ハンガリーの留学生を13人家族の家に泊めることになった3年間を描く。
つまらなくはないし、読み進めてしまうが、暇つぶしの本としての意義はあるが、
深い文学作品ではないので、残念ながら後に何も残らない。
深く何かを考えさせられる本ではない。まあテレビドラマにしたらおもしろいかもしれない。

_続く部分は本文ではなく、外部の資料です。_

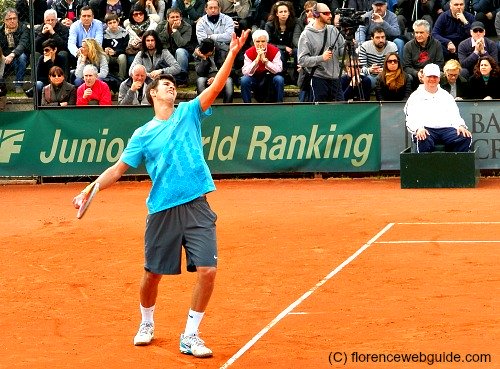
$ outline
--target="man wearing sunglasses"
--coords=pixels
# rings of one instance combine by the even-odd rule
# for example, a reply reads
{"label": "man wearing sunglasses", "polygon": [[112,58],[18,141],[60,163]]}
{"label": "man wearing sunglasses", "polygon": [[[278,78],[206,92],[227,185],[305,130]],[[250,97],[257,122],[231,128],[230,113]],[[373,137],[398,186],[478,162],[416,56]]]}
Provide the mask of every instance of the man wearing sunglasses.
{"label": "man wearing sunglasses", "polygon": [[470,36],[458,45],[458,60],[462,66],[460,74],[465,78],[472,75],[474,66],[482,56],[489,55],[498,63],[497,44],[486,38],[486,31],[482,22],[471,24]]}
{"label": "man wearing sunglasses", "polygon": [[306,76],[301,101],[343,101],[339,60],[344,50],[344,37],[331,24],[332,12],[326,4],[316,4],[313,15],[315,21],[306,26],[298,45],[298,65]]}

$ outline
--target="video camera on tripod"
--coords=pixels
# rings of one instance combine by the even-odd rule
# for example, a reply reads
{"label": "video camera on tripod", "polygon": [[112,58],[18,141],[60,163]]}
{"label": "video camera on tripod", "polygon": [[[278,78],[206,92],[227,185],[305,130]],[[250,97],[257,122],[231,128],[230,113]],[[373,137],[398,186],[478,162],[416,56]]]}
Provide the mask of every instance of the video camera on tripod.
{"label": "video camera on tripod", "polygon": [[342,34],[346,38],[353,39],[356,29],[366,24],[366,14],[364,10],[354,8],[338,8],[335,14],[340,15],[339,26]]}

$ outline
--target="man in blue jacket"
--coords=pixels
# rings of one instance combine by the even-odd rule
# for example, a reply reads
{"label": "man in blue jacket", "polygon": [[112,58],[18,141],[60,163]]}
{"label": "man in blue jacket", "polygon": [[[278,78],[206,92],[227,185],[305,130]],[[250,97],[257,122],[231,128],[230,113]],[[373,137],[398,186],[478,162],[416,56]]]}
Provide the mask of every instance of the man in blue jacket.
{"label": "man in blue jacket", "polygon": [[441,13],[432,29],[432,36],[441,43],[445,61],[458,59],[458,45],[470,36],[474,15],[464,8],[464,0],[451,0],[450,10]]}

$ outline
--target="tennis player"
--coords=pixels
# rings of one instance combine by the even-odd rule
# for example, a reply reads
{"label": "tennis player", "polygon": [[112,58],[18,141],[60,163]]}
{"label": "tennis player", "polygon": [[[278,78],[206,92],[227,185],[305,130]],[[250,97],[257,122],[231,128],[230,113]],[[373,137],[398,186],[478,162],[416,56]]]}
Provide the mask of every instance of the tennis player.
{"label": "tennis player", "polygon": [[[195,357],[210,357],[212,350],[198,336],[205,309],[214,288],[217,270],[216,214],[205,194],[215,190],[203,155],[201,121],[211,114],[210,106],[225,85],[234,59],[245,44],[249,31],[233,33],[230,50],[213,83],[189,102],[174,102],[174,77],[160,75],[148,86],[147,98],[154,118],[138,128],[122,156],[97,179],[99,188],[115,183],[129,167],[145,162],[152,180],[147,199],[145,266],[140,285],[142,321],[134,345],[148,345],[154,337],[158,285],[162,275],[181,273],[184,246],[187,270],[198,278],[191,300],[186,328],[180,336],[180,351]],[[73,199],[79,207],[83,193]]]}

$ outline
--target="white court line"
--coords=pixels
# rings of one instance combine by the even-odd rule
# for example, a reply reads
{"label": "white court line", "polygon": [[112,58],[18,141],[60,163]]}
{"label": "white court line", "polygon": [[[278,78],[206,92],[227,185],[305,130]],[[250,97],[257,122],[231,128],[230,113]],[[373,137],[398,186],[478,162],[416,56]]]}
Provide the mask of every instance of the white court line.
{"label": "white court line", "polygon": [[377,244],[401,244],[401,243],[498,243],[500,240],[490,240],[490,241],[464,241],[464,240],[434,240],[434,241],[377,241]]}
{"label": "white court line", "polygon": [[397,225],[422,225],[422,224],[500,224],[500,222],[402,222]]}
{"label": "white court line", "polygon": [[365,243],[362,247],[358,249],[354,254],[349,256],[342,264],[332,270],[326,277],[324,277],[321,281],[316,283],[316,285],[311,288],[309,291],[304,293],[299,299],[297,299],[294,303],[288,306],[285,310],[278,314],[276,318],[274,318],[268,325],[266,325],[259,333],[257,333],[248,343],[243,346],[236,354],[234,354],[224,365],[220,367],[220,369],[226,369],[230,365],[234,364],[236,360],[238,360],[249,348],[251,348],[259,339],[262,338],[269,330],[274,327],[278,322],[283,319],[287,314],[289,314],[293,309],[295,309],[300,303],[302,303],[305,299],[312,295],[314,291],[324,285],[328,280],[330,280],[335,274],[340,272],[346,265],[348,265],[351,261],[356,259],[363,251],[365,251],[368,247],[370,247],[375,241],[380,238],[385,232],[387,232],[394,223],[387,224],[384,229],[382,229],[379,233],[377,233],[370,241]]}

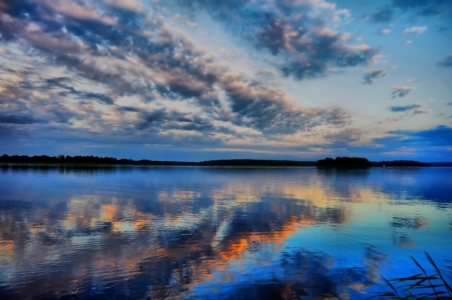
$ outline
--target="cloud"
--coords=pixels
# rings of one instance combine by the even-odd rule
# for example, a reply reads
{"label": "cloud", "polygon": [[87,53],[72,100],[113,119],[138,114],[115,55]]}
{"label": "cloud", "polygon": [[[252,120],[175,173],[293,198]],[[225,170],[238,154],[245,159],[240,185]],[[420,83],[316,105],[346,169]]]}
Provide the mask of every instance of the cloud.
{"label": "cloud", "polygon": [[9,15],[2,15],[0,18],[0,39],[24,38],[38,49],[61,54],[76,54],[88,50],[88,46],[82,41],[60,31],[48,32],[37,22],[26,22]]}
{"label": "cloud", "polygon": [[419,114],[427,114],[429,111],[426,109],[422,109],[422,108],[416,108],[415,110],[413,110],[413,116],[414,115],[419,115]]}
{"label": "cloud", "polygon": [[83,42],[65,34],[58,32],[46,33],[36,23],[28,24],[20,33],[36,48],[43,50],[68,54],[83,53],[88,49],[88,46]]}
{"label": "cloud", "polygon": [[324,138],[328,144],[332,144],[336,148],[344,148],[359,145],[360,141],[365,138],[365,132],[358,128],[344,128],[338,132],[328,133]]}
{"label": "cloud", "polygon": [[406,146],[416,148],[418,148],[418,145],[433,147],[452,146],[452,128],[444,125],[427,130],[398,130],[388,133],[398,136]]}
{"label": "cloud", "polygon": [[323,0],[176,3],[204,9],[249,46],[275,56],[282,74],[298,80],[326,76],[331,67],[366,65],[379,51],[332,29],[350,12]]}
{"label": "cloud", "polygon": [[[152,129],[158,130],[187,130],[187,131],[211,131],[213,124],[210,119],[187,114],[178,111],[168,111],[165,108],[154,111],[139,111],[140,117],[136,127],[140,130]],[[217,128],[218,129],[218,128]]]}
{"label": "cloud", "polygon": [[[393,130],[387,136],[372,139],[371,144],[347,147],[352,153],[362,153],[373,160],[414,159],[449,161],[452,149],[452,128],[437,126],[424,130]],[[390,158],[388,156],[391,156]]]}
{"label": "cloud", "polygon": [[372,23],[386,23],[393,19],[394,10],[389,6],[385,6],[373,13],[365,15],[365,17]]}
{"label": "cloud", "polygon": [[[270,9],[252,2],[195,1],[225,24],[238,18],[232,30],[238,24],[250,28],[235,37],[273,64],[255,75],[235,71],[198,46],[178,29],[182,26],[172,13],[166,18],[146,15],[143,7],[131,14],[101,1],[26,3],[20,9],[12,4],[1,15],[2,41],[7,39],[13,49],[0,66],[7,77],[0,81],[2,128],[27,128],[36,136],[50,136],[47,129],[52,128],[60,132],[56,136],[89,137],[92,143],[97,134],[98,143],[224,149],[293,145],[316,130],[329,132],[319,139],[335,145],[342,141],[344,147],[365,138],[363,131],[348,128],[353,116],[343,107],[300,106],[280,86],[269,84],[279,71],[307,79],[374,58],[376,49],[334,29],[347,12],[327,2],[268,2]],[[68,12],[70,3],[95,14],[84,18],[75,9]],[[366,70],[363,83],[384,76],[382,69]],[[413,89],[397,86],[392,96],[404,97]]]}
{"label": "cloud", "polygon": [[[435,18],[441,21],[435,27],[438,32],[447,32],[452,26],[452,1],[449,0],[390,0],[384,6],[374,12],[364,14],[364,18],[371,23],[389,23],[396,18],[410,18],[411,21],[417,17]],[[425,28],[426,29],[426,28]],[[404,34],[420,34],[425,31],[424,27],[406,28]],[[380,34],[384,34],[380,32]],[[410,41],[411,42],[411,41]]]}
{"label": "cloud", "polygon": [[172,18],[174,20],[176,20],[177,22],[184,24],[185,26],[188,26],[190,28],[198,28],[199,25],[190,21],[187,21],[186,19],[182,18],[182,16],[180,14],[174,14],[172,16]]}
{"label": "cloud", "polygon": [[392,7],[422,16],[439,16],[452,7],[448,0],[392,0]]}
{"label": "cloud", "polygon": [[452,106],[452,102],[448,102],[446,105],[450,105],[450,106]]}
{"label": "cloud", "polygon": [[31,116],[1,115],[0,114],[0,123],[2,123],[2,124],[35,124],[35,123],[43,123],[43,121],[35,119]]}
{"label": "cloud", "polygon": [[452,3],[448,0],[392,0],[378,10],[365,14],[372,23],[390,22],[398,13],[413,16],[450,18]]}
{"label": "cloud", "polygon": [[143,4],[137,0],[103,0],[105,5],[127,11],[140,13],[143,11]]}
{"label": "cloud", "polygon": [[58,92],[58,95],[62,97],[75,95],[80,100],[96,99],[103,104],[114,104],[114,100],[105,94],[76,90],[73,86],[70,86],[70,81],[70,78],[67,77],[48,78],[45,79],[46,87],[44,88],[50,90],[61,88],[63,91]]}
{"label": "cloud", "polygon": [[421,34],[421,33],[423,33],[426,30],[427,30],[426,26],[408,27],[408,28],[405,28],[402,31],[402,33],[403,34],[411,34],[411,33]]}
{"label": "cloud", "polygon": [[404,106],[390,106],[388,107],[392,112],[406,112],[412,110],[411,115],[419,115],[429,113],[428,110],[420,108],[421,106],[418,104],[404,105]]}
{"label": "cloud", "polygon": [[390,28],[384,28],[379,33],[382,34],[382,35],[386,35],[386,34],[391,33],[391,29]]}
{"label": "cloud", "polygon": [[446,56],[438,62],[438,65],[442,67],[452,67],[452,54]]}
{"label": "cloud", "polygon": [[115,101],[112,98],[108,97],[105,94],[92,93],[92,92],[80,92],[80,91],[77,91],[75,89],[72,89],[69,92],[60,92],[59,95],[60,96],[67,96],[69,93],[77,95],[78,99],[83,99],[83,100],[96,99],[96,100],[99,100],[99,102],[101,102],[103,104],[107,104],[107,105],[112,105],[112,104],[115,103]]}
{"label": "cloud", "polygon": [[382,69],[366,70],[364,72],[363,84],[373,84],[378,78],[387,76],[388,73],[384,72]]}
{"label": "cloud", "polygon": [[[275,143],[316,127],[350,123],[351,114],[342,107],[296,105],[283,89],[262,80],[269,72],[264,77],[235,72],[159,15],[131,15],[130,10],[122,13],[100,2],[91,2],[99,5],[93,7],[74,2],[98,12],[94,20],[66,12],[62,7],[69,2],[42,3],[45,15],[24,5],[21,13],[11,9],[0,22],[2,37],[17,45],[15,53],[6,54],[10,58],[3,67],[21,75],[11,79],[20,84],[1,87],[0,114],[9,122],[42,120],[36,123],[41,129],[34,130],[50,124],[72,130],[73,136],[102,133],[105,141],[173,145]],[[317,12],[315,5],[306,7],[310,14]],[[316,9],[340,15],[329,5]],[[114,27],[102,21],[106,16],[114,17]],[[254,29],[261,32],[265,26]],[[334,56],[312,54],[322,68],[332,59],[344,66],[355,64],[359,58],[353,53],[370,49],[344,43],[346,36],[327,30],[325,24],[310,26],[308,36],[325,39],[321,43],[330,47],[326,55]],[[278,51],[290,58],[300,54],[291,54],[289,48]],[[24,70],[29,73],[22,75]]]}
{"label": "cloud", "polygon": [[405,97],[411,93],[416,87],[412,86],[394,86],[392,88],[391,98],[395,97]]}
{"label": "cloud", "polygon": [[[10,56],[14,57],[14,54]],[[77,103],[67,95],[60,95],[64,90],[63,84],[70,82],[72,78],[54,78],[47,81],[42,76],[49,72],[48,62],[25,61],[27,60],[21,63],[23,66],[20,69],[16,69],[17,60],[10,58],[2,62],[1,69],[8,69],[9,76],[12,76],[0,81],[0,115],[4,123],[33,125],[29,129],[26,126],[20,129],[40,131],[44,125],[63,128],[72,126],[73,122],[89,123],[99,119],[100,113],[92,103]],[[67,87],[65,90],[67,91]],[[103,98],[104,95],[91,96]]]}
{"label": "cloud", "polygon": [[412,110],[412,109],[419,108],[419,107],[421,107],[421,106],[417,105],[417,104],[411,104],[411,105],[405,105],[405,106],[390,106],[388,108],[392,112],[405,112],[405,111]]}
{"label": "cloud", "polygon": [[36,0],[36,2],[53,10],[55,13],[74,19],[96,21],[106,25],[113,25],[115,23],[113,17],[102,14],[93,3],[64,0]]}

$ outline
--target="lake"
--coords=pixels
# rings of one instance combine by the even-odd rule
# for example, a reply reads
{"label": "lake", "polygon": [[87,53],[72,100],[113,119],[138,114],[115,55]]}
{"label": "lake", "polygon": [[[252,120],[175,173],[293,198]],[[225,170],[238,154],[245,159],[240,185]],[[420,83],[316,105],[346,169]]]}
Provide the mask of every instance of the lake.
{"label": "lake", "polygon": [[450,167],[0,168],[1,299],[365,299],[424,251]]}

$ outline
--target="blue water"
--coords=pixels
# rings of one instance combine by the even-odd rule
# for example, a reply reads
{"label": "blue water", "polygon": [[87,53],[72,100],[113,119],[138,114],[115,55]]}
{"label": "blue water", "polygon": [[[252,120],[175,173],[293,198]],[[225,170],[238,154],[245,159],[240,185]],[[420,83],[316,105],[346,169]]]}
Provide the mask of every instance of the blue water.
{"label": "blue water", "polygon": [[424,251],[452,168],[0,168],[0,299],[365,299]]}

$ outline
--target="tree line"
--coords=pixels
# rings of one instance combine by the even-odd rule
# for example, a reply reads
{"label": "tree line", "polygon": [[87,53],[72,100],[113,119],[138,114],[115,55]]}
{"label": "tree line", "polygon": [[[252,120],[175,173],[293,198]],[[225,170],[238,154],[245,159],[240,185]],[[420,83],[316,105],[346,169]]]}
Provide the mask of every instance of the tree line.
{"label": "tree line", "polygon": [[99,156],[69,156],[69,155],[12,155],[4,154],[0,156],[0,163],[16,163],[16,164],[97,164],[97,165],[183,165],[190,164],[188,162],[174,161],[157,161],[157,160],[133,160],[115,157],[99,157]]}
{"label": "tree line", "polygon": [[162,166],[262,166],[262,167],[372,167],[372,166],[431,166],[450,165],[450,163],[423,163],[414,160],[393,160],[371,162],[367,158],[361,157],[327,157],[315,161],[294,161],[294,160],[261,160],[261,159],[222,159],[206,160],[200,162],[181,161],[160,161],[160,160],[133,160],[115,157],[99,156],[69,156],[69,155],[7,155],[0,156],[0,163],[3,164],[66,164],[66,165],[162,165]]}
{"label": "tree line", "polygon": [[392,161],[369,161],[362,157],[327,157],[316,162],[318,167],[425,167],[431,163],[424,163],[415,160],[392,160]]}
{"label": "tree line", "polygon": [[0,156],[0,163],[8,164],[86,164],[86,165],[166,165],[166,166],[267,166],[267,167],[299,167],[299,166],[315,166],[315,162],[311,161],[292,161],[292,160],[259,160],[259,159],[223,159],[223,160],[207,160],[201,162],[180,162],[180,161],[160,161],[160,160],[133,160],[133,159],[117,159],[115,157],[99,157],[99,156],[27,156],[4,154]]}

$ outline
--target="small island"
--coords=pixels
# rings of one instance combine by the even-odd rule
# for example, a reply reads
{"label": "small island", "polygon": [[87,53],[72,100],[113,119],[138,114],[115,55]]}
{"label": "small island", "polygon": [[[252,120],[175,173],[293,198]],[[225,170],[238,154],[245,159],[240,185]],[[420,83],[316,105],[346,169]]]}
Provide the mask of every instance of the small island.
{"label": "small island", "polygon": [[432,163],[424,163],[415,160],[392,160],[371,162],[361,157],[327,157],[317,161],[317,167],[326,168],[367,168],[367,167],[429,167]]}

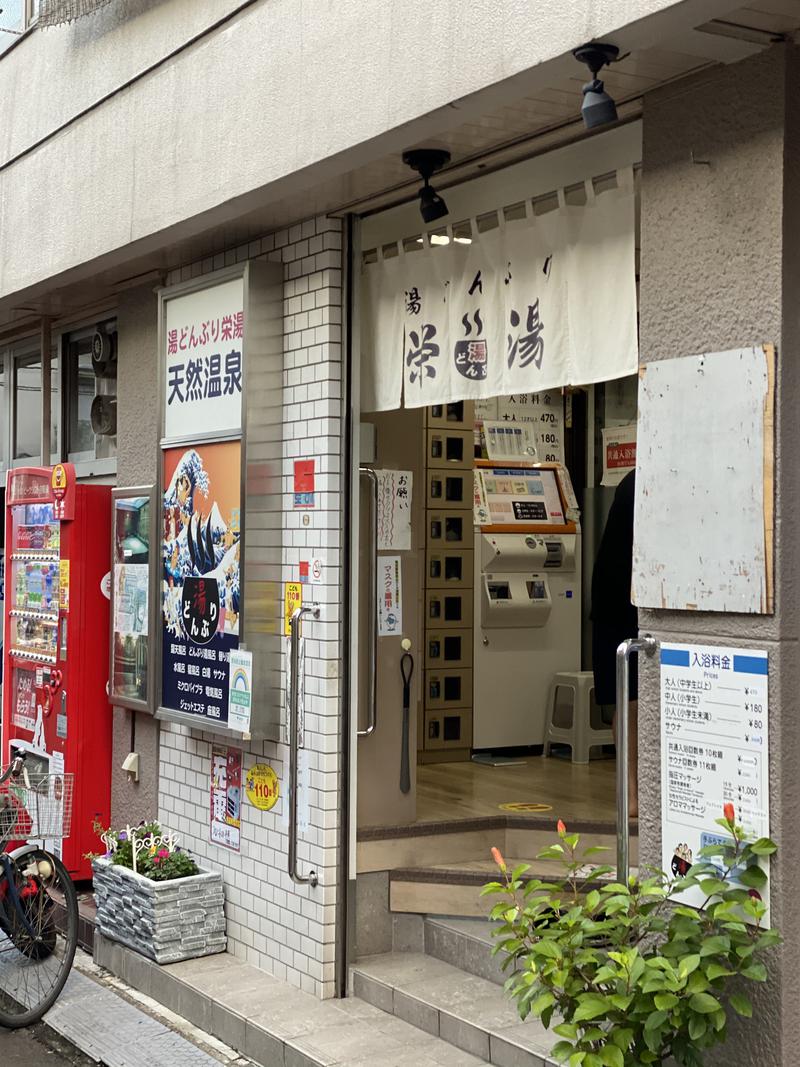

深いテーマがなくとも単なるエンターテインメント小説ならば、
もっともっと一つ一つの話を濃くして10巻ぐらいのシリーズにすべき。
書かれている視点がくるくる変わる。
母の心情を通した書き方が一番多いが、一番下の子供を通した書き方の部分もあり、
なんかその辺があまり一定していないことが、余計にあやふやにさせる。
通底した主人公から、家族それぞれを眺め渡していく方がわかりやすいかもしれない。
批評をすれば切りはないが、なぜ家に来たのが「ハンガリー人」だったがいまいち不明。
作者の共産主義に対する痛烈な批判を、共産主義国に住む若者に語らせるためなのか。
でもそれが主題なら、2巻程度で軽い話ばかりが出てくる中では、
この共産主義批判は唐突な感がある。
おもしろい仕掛けは、教育批判をするために、
自分の作品が出題された国語の問題を取りだし、作者自らが文句をつけるのを、
一番下の子に語らせるというのはおもしろいにはおもしろいが、
まあなんかそこにちょこっとだけそんな話を挿入されても、深くは印象に残らないし、
エンターテインメント小説にしては生々しい問題がでてきすぎるという欠点もある。
この大家族を冷静にみつめている犬の存在も、この作品の中では大きな意味があるのだろうし、
最後にこの犬が死ぬことによって物語を終わらせていることから、その重要度がわかるわけだが、
かといって犬の存在を中心に書かれているわけでもなく、その辺がすごく中途半端なのだな。
話したいことを詰めこみすぎで、一つ一つが軽薄になってしまうという、
愚を犯しているような気がする。